Élection présidentielle du 12 décembre prochain : Le MSP entretient le suspense entre l’abstention ou le soutien d’un candidat

Le Mouvement pour la société de la paix (MSP), de Abderezak Makri, n’a pas encore tranché la question d’un éventuel soutien à l’un des candidats en lice pour la prochaine élection présidentielle du 12 décembre prochain, a fait savoir, hier, Abderahamane Saïdi, membre du bureau national du parti. Contacté par nos soins, Saïdi, a tenu à préciser que lors de la dernière session du conseil consultatif, des «orientations ont été données au bureau exécutif pour se pencher sur la question et la recherche d’un consensus au sein du parti, concernant la prochaine élection et la position du parti», mais la question, a-t-il ajouté, «est toujours en cours d’étude», et que son parti «est en position de «Wait and see», guettant les prémices et l’avènement de nouvelles donnes, semble-t-il, avant de se positionner. Saïdi a souligné, a ce sujet, que la question sera tranchée probablement la fin du mois en cours après convocation du Conseil consultatif en session extraordinaire pour débattre de la question et dégager la position officielle du parti islamiste, que préside Makri. Là encore, Saïdi, se fait insistant sur la question du futur choix du conseil exécutif, qui ne devrait, en aucun cas, sortir des «orientations du Conseil consultatif» car, a-t-il expliqué, le parti «a déjà opté pour une participation et non pour un boycott» en dépit du fait que «la formation n’a pas présenté de candidat pour ce scrutin présidentiel». Et dans ce cas, deux options s’offrent au parti, soit l’abstention, que notre interlocuteur considère «comme une forme de participation à ce rendez- vous électoral», soit, poursuit-il, «un soutien à l’un des candidat en lice», sans citer lequel. Concernant l’appel du candidat Abdelkader Bengrina, du parti «Elbinaa», d’obédience islamiste, pour le soutien du MSP, à sa candidature, notre interlocuteur dit «comprendre la sollicitation» du candidat Bengrina, exprimée dimanche dernier, lors de son passage au forum du quotidien El-Wassat.

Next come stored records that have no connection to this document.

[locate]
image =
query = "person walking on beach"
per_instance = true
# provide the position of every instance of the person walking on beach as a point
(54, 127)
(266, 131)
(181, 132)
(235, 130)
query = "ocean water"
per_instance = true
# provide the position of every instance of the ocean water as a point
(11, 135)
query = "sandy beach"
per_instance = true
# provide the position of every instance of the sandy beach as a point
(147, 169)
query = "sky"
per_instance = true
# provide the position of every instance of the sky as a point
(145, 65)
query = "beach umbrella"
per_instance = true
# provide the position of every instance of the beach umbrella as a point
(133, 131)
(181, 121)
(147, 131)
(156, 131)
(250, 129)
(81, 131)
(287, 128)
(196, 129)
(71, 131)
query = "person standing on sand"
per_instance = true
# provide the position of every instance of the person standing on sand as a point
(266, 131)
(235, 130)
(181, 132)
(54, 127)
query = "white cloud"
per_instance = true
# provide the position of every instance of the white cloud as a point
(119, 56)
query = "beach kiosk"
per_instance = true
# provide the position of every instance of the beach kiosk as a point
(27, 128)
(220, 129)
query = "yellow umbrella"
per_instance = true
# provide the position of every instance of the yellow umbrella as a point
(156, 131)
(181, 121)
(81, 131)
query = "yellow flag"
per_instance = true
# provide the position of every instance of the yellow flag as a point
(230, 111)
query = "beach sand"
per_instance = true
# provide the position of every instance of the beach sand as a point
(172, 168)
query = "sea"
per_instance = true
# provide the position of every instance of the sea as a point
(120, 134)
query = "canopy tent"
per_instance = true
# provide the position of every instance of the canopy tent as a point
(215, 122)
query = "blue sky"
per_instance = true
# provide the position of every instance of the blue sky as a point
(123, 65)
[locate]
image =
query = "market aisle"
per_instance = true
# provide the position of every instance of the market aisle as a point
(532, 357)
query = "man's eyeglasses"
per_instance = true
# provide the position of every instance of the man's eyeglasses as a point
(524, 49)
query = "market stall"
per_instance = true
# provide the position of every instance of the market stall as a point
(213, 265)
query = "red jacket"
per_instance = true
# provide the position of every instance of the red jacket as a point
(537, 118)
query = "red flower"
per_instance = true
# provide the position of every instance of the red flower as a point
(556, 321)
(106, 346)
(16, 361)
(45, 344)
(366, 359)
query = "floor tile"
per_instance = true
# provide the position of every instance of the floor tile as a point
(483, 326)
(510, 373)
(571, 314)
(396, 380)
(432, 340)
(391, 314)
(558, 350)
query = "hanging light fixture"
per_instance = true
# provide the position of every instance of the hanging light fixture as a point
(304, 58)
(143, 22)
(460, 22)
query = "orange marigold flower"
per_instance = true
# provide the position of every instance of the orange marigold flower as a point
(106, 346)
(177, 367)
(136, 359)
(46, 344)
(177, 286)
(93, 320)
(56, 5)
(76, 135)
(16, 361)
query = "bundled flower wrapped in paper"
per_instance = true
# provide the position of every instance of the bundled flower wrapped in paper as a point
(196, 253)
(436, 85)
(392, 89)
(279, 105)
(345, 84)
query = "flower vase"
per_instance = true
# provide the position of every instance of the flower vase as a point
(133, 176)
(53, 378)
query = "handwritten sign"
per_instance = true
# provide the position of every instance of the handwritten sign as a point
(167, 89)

Le cadre du MSP dit encore comprendre la posture en question du patron d’El Binaa, candidat à la magistrature suprême, du fait aussi, a-t-il enchaîné, que «Bengrina est un ex-militant du MSP» sans manquer de souligner qu’il «était un des enfants» de cette formation politique. ses classes au sein du MSP, avant de claquer la porte du parti, mais aucune décision n’a été prise dans ce sens a-t-il encore précisé. Questionné sur le niet du président du parti, Makri, quant à l’appui de Bengrina, Saïdi a souligné que les déclarations du patron du MSP «n’engagent que lui», et que c’est juste «un avis personnel», car , explique-t-il, «la décision finale revient au «bureau exécutif, toujours selon les orientations du Majless Echoura du parti» rappelle-t-il. Pour un éventuel soutien de Ali Benflis, Saïdi a reconnu l’existence au sein du parti de plusieurs «avis», pour reprendre son propre terme, concernant le soutien d’un candidat, mais rien, nous affirme-t-il «n’a été fixé pour l’heure », que ce soit pour Bengrina, Benflis ou autre. Pour rappel, le parti de Bengrina a souhaité, dimanche dernier, de voir se manifester le soutien du MSP à sa candidature, pour le prochain scrutin présidentiel du 12 décembre prochain, en raison notamment de l’appartenance d’El-Binaa et du MSP au même courant politique, outre que le candidat Bengrina , avait milité au sein du MSP, comme l’a rappelé, auparavant, Abderrahmane Saïdi, dans ses déclarations, au Courrier d’Algérie.
Bengrina avait lancé, en effet, dimanche dernier, que «Nous espérons que le MSP, avec qui nous sommes toujours liés par une forte relation, soutiendra le candidat Abdelkader Bengrina», a déclaré hier l’ancien ministre du Tourisme, Bengrina, candidat à la présidentielle de décembre prochain, animant le Forum du journal arabophone « El Wassat ». Pour les deux autres partis islamistes, le Front pour la justice et le développement ( FJD) de Abdallah Djaballah, maintient toujours le flou sur la position à adopter face à la prochaine échéance électorale, alors que le parti «  El Islah » de Filali Ghouini, a jeté son dévolu sur l’ancien ministre de l’Habitat, et candidat indépendant, Abdelmadjid Tebboune, à la fin des travaux de la session extraordinaire du conseil de la Choura.